Lanegger observes that operational leasing is performing particularly strongly, mainly in respect of full-serviced leasing of cars, but also in individual rental solutions for real estate. The former is a relatively immature product for Raiffeisen Leasing but its CEO says it is showing impressive growth rates in its portfolio.

"Our intention is to continue to expand the spectrum of our services – mainly in car financing, logistics and fleet management," he adds.

"We are increasingly using our know-how in project financing and large-ticket items such as trains and aircraft. We are also significantly strengthening our activities to offer leasing solutions to the customers of Raiffeisenbank."

Lanegger explains that the growth of the Czech economy is mostly based on the strong increase of investment activities in fixed capital.

"The positive sentiment can be seen in the development of the index for general satisfaction and the positive outlook for future supports. A further impact on leasing business is the extremely low interest level."

He says the Czech leasing market has not been adversely affected by economic problems elsewhere in Europe.

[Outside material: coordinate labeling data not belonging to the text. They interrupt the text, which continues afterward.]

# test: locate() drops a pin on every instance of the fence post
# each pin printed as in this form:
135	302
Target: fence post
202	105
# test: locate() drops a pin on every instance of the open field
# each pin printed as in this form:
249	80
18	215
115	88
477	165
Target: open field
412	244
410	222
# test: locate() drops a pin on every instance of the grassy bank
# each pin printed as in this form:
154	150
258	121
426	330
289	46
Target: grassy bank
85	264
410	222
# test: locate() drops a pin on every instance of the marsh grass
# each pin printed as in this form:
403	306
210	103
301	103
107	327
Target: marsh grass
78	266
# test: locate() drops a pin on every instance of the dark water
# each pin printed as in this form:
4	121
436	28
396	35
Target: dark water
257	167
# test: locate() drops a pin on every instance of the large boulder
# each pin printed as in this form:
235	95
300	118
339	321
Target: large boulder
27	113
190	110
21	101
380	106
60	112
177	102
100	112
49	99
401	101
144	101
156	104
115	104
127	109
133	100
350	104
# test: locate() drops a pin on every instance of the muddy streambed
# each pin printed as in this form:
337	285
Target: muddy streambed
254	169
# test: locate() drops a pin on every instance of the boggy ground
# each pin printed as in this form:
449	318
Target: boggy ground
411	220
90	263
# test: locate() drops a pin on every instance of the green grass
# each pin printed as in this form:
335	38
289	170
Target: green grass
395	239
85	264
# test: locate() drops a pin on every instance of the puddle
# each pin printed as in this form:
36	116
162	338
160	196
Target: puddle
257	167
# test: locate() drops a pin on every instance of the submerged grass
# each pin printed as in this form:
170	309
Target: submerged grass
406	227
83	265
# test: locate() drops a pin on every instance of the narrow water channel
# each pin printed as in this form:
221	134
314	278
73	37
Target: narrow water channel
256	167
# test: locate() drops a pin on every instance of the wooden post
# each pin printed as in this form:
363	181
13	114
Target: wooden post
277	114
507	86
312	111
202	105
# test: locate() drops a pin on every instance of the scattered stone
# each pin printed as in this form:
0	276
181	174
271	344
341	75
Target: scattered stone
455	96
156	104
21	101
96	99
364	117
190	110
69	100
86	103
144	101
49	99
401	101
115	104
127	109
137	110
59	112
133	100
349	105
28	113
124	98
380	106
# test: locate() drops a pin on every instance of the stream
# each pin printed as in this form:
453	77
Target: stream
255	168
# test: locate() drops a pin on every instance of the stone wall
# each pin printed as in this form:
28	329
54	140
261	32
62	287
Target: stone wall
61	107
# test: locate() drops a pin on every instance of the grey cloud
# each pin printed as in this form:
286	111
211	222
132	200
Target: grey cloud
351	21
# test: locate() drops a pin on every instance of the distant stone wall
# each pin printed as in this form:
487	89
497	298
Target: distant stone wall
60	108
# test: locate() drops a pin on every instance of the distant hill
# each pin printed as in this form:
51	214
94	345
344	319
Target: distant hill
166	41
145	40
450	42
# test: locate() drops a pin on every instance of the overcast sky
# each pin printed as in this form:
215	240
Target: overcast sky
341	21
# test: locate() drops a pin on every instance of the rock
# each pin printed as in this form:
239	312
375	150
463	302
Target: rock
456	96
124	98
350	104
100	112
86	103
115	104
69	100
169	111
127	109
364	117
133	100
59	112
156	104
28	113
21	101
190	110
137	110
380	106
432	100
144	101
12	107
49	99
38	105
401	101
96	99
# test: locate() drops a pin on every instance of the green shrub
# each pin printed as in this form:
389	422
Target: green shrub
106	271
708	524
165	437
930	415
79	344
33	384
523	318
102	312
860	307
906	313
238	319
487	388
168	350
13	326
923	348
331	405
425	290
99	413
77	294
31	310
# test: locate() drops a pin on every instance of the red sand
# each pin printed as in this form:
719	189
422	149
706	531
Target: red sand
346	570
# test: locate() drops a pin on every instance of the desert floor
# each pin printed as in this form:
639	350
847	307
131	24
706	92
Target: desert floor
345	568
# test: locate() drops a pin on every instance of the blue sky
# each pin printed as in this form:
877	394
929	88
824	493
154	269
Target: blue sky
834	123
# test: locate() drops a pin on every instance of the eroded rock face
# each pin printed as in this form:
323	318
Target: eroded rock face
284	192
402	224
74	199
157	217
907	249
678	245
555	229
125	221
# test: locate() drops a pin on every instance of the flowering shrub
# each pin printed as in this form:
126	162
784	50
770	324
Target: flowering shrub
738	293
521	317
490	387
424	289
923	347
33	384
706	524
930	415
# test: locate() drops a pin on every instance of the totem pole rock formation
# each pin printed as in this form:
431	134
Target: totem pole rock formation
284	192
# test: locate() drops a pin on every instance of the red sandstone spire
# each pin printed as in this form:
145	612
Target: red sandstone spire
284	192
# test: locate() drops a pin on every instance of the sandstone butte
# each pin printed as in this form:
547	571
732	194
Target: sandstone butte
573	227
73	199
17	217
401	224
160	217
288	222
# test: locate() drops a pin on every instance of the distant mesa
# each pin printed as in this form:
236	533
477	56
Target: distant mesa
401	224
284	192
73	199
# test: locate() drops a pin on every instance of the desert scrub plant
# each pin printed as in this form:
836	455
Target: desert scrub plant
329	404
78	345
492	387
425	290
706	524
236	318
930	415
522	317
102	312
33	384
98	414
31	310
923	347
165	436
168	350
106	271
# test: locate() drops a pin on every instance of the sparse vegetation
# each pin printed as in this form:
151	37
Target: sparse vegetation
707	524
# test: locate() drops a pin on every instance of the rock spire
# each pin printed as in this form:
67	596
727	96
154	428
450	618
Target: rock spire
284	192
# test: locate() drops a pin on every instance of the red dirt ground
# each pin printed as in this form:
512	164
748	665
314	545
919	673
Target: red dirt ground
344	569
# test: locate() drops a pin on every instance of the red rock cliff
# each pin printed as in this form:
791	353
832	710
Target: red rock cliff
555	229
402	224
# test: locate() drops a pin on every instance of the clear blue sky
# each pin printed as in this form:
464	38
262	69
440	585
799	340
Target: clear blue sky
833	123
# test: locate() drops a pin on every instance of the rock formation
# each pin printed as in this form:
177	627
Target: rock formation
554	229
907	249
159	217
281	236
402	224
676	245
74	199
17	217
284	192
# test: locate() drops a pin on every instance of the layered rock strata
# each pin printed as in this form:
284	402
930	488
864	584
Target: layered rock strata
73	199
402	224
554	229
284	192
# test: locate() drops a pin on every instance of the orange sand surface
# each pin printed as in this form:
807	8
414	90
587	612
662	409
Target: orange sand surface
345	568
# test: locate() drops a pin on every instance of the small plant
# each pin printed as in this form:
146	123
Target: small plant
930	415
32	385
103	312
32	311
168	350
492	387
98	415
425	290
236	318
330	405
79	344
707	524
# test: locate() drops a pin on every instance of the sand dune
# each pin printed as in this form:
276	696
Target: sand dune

"The Czech Republic has the big advantage of an economy that still has room for a lot of investment and at the same time a politically stable environment. The same cannot be said of many countries.

"If we look at the investment ratings of the countries in the region – Czech Republic, Slovakia, Poland, Hungary – the Czech Republic has the best rating from Standard & Poor’s, Moody’s and Fitch.

"In addition, our most important economic partner is Germany, which itself has a very strong economy."

Komercní Banka’s macroecononic forecast suggests that Czech economic growth will be slightly over 2% this year, observing that the early months of this year have shown that 2015’s boom in public investments co-financed from EU funds was underpinned by tapping the last EU money from the preceding programming period.

A new programming period has started and the amount of available funds is not significantly smaller, but there has been a slow start-up of calls for proposals financed from these funds under the current programme.

Complications are also appearing in connection with environmental impact assessment reports on construction projects, preventing the country from tapping into EU funds for investment co-financing.

However, Pulz expects leasing volumes to rise by between 5% and 10% this year, and Lanegger says he is also optimistic that the leasing market will grow again in 2016.

"The general outlook for the country is positive and the leasing market will participate in this growth," he concludes.

"Although the role of subsidies from the EU will be reduced, the country is stable."